No one will dispute that AI (Artificial Intelligence) needs to “eat” data, preferably in massive quantities, to develop. The better the data quality, the better the result. When thinking about the potential applications of AI in scholarly communications as related to research artifacts, how will that work? How might AI be trained on high quality, vetted information? How are the benefits and costs distributed?
This month we asked the Chefs: Where does scholarly communication and academic outputs fit in to the world of AI development?
Judy Luther: In scholarly communications there is an expanding body of openly available content from preprint servers, such as arXiv and bioRxiv, and Open Access journals and books. In addition, there is a growing variety of formats that include datasets and code, open peer review, media, and other elements of the scholarly research cycle. This volume of content provides a rich resource to be mined for all stakeholders as well as a broader audience.
Although the most visible application of AI is in the consumer sector, AI isn’t new to research. One example is Meta, the scientific search engine that was acquired by the Chan Zuckerberg Initiative (CZI) in 2017. Sam Molyneux and his sister Amy worked with a team of engineers and scientists for six years to develop the AI tools to analyze newly published as well as existing research. They arranged partnerships with publishers to access copyrighted content.
Biomedicine was a great place to start with 4,000 articles published each day. There is both the volume of content to work well at scale and for that very reason, the need for tools to synthesize it for those working in the field. Meta’s analysis detects patterns in research which helps researchers identify collaborators and funders find investment opportunities. They can even predict which papers will have the most impact.
CZI planned to make Meta useful to the entire scientific community. This raises questions about the arts and humanities as well as the social sciences. Disciplines vary and the tools may need to be adapted given the difference in the format and nature of the research outputs. Will it take a wealthy donor, a collaborative effort or eventually plug and play tools to include all research? The timing will depend on the costs and the value of the benefits generated.
Tim Vines: We need lots of AI tools to help researchers do better research: tools to help run the lab, tools to improve data sharing, tools to make peer review more efficient. Many of these AI tools will learn from training data generated by annotating research articles.
These are small beer, though, compared to the ambitions of, for example, Meta and the AI work going on inside Elsevier. These projects digest vast amounts of the research literature with the apparent goal of automating research more broadly, particularly the step of hypothesis generation.
But does the research literature actually embody our understanding of the world?

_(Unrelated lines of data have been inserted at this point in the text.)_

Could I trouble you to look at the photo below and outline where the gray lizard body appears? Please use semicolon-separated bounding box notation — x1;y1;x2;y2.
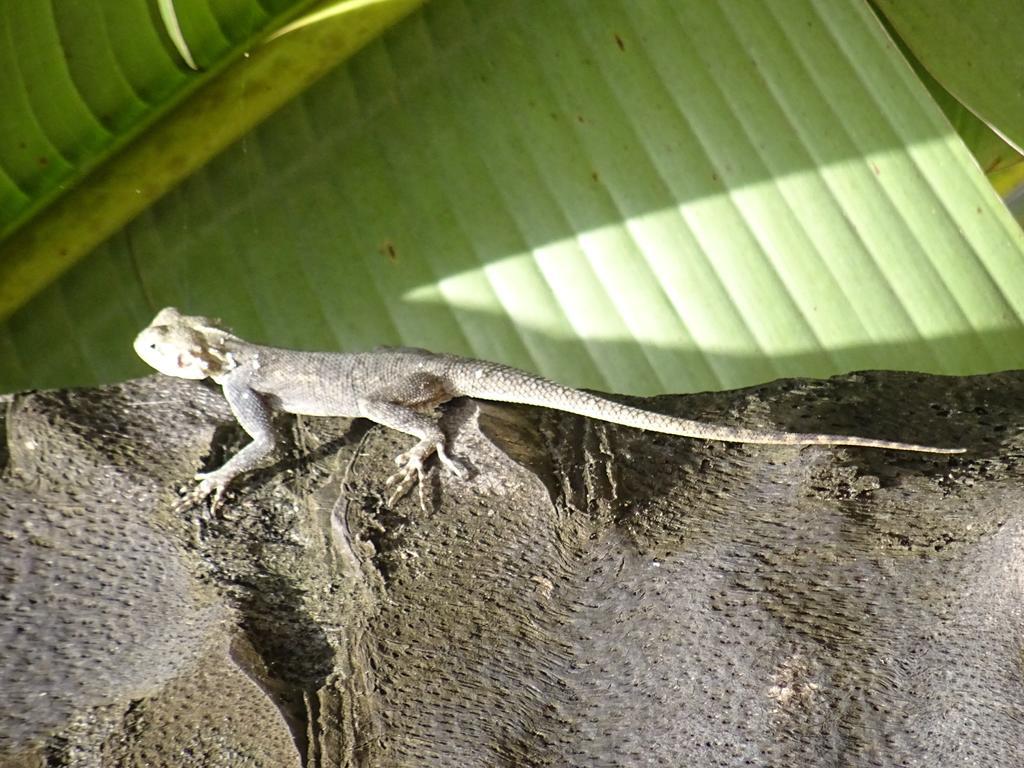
134;307;964;512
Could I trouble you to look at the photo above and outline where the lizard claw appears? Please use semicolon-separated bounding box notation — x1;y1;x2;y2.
385;441;469;507
174;472;227;515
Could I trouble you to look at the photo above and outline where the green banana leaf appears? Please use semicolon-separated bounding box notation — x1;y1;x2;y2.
0;0;1024;393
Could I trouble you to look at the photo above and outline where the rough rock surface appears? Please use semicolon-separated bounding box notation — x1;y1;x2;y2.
0;374;1024;768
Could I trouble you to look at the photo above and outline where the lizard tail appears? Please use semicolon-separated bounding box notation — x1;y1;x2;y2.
449;360;966;454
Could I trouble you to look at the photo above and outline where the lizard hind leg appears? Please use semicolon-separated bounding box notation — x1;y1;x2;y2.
358;398;469;505
386;438;469;507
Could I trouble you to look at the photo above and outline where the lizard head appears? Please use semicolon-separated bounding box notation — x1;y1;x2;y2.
134;306;233;379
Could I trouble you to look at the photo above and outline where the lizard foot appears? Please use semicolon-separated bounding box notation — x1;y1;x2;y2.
174;472;228;515
385;440;469;511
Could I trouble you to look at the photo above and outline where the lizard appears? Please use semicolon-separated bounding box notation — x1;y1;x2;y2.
134;307;965;509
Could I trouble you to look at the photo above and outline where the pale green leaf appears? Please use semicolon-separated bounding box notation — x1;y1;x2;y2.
0;0;1024;392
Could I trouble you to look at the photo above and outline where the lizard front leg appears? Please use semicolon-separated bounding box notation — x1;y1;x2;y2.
186;376;279;512
357;397;469;506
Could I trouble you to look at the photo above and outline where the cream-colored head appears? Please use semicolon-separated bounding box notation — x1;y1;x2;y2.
134;306;233;379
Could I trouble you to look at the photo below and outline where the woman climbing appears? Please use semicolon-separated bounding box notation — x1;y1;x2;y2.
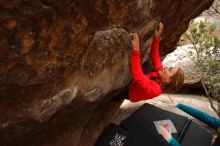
128;23;184;102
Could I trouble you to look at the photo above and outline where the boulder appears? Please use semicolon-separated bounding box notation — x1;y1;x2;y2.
0;0;213;146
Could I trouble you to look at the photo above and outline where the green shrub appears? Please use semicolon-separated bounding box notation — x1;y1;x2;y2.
183;21;220;117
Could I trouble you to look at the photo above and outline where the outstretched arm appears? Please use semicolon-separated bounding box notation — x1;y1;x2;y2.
130;33;149;87
150;23;163;71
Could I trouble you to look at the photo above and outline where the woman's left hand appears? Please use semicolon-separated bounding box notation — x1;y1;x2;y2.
131;33;139;51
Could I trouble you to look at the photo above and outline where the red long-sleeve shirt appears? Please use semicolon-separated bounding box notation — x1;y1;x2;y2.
129;38;163;102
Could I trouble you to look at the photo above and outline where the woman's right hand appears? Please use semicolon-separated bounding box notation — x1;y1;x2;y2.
131;33;139;51
168;95;177;106
154;22;163;37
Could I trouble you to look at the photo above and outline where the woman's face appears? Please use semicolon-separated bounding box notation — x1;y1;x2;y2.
158;67;179;84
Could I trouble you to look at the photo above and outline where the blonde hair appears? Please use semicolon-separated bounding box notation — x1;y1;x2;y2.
163;68;184;93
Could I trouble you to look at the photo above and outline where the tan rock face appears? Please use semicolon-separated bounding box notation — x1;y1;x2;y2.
0;0;212;146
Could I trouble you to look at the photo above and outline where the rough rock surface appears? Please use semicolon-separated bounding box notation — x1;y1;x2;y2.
163;45;202;85
0;0;213;146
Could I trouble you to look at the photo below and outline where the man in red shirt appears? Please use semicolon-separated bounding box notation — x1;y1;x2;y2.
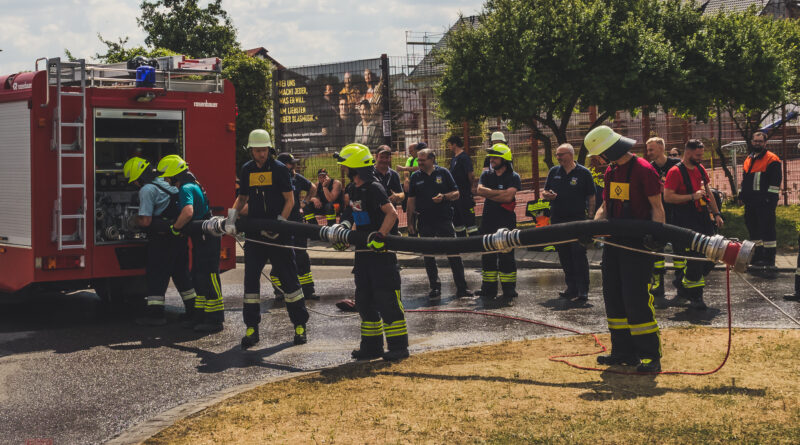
584;125;664;372
664;139;723;310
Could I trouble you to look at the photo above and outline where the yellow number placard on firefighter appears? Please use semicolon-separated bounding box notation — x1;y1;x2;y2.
608;182;631;201
250;172;272;187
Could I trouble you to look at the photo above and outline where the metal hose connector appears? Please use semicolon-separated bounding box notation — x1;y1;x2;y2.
202;216;225;238
483;228;522;252
319;224;350;244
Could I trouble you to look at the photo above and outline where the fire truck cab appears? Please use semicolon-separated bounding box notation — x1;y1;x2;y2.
0;56;237;299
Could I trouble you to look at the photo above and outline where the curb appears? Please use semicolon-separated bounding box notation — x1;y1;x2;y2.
106;369;322;445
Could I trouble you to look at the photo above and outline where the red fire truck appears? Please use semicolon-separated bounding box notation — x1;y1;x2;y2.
0;56;237;299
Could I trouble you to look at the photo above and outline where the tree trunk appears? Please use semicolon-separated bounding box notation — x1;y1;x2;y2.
717;107;739;197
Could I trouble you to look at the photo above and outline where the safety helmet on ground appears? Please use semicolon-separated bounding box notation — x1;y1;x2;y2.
247;129;272;148
486;144;511;162
333;144;375;168
491;131;506;143
157;155;189;178
275;153;297;164
583;125;636;161
122;156;150;184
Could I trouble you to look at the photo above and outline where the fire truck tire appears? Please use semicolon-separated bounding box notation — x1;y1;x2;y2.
93;276;147;307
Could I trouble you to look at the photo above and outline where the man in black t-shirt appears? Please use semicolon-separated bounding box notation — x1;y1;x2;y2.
225;130;308;349
278;153;319;300
447;135;478;237
645;137;686;308
408;148;472;302
542;144;596;301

Perhaps this understanding resides instead in the heads of researchers, where (patchy) information from the literature is augmented by informal interactions with colleagues at home and at conferences.
Peer review tends to purge outlandish ideas from manuscripts, so that AI trained only on annotated research articles may be limited to generating mundane hypotheses; the great intellectual leaps that generate whole new avenues of research may never come from a machine.
Peer review tends to purge outlandish ideas from manuscripts, so that AI trained only on annotated research articles may be limited to generating mundane hypotheses; the great intellectual leaps that generate whole new avenues of research may never come from a machine. If that’s the case, Meta and Elsevier may want to gather AI training data from drunken conversations at the conference bar as well.
David Smith: In theory (which is probably why there’s interest from the VC players and other deep-sea denizens of the valley) scholarly outputs are somewhat akin to the Klondike in the late 1800s. In reality however, having led a team that’s built an AI (it reads and classifies engineering text [brilliantly]), one of the keys to a successful machine is really good quality, accurate, well described data. And this is where the challenges start.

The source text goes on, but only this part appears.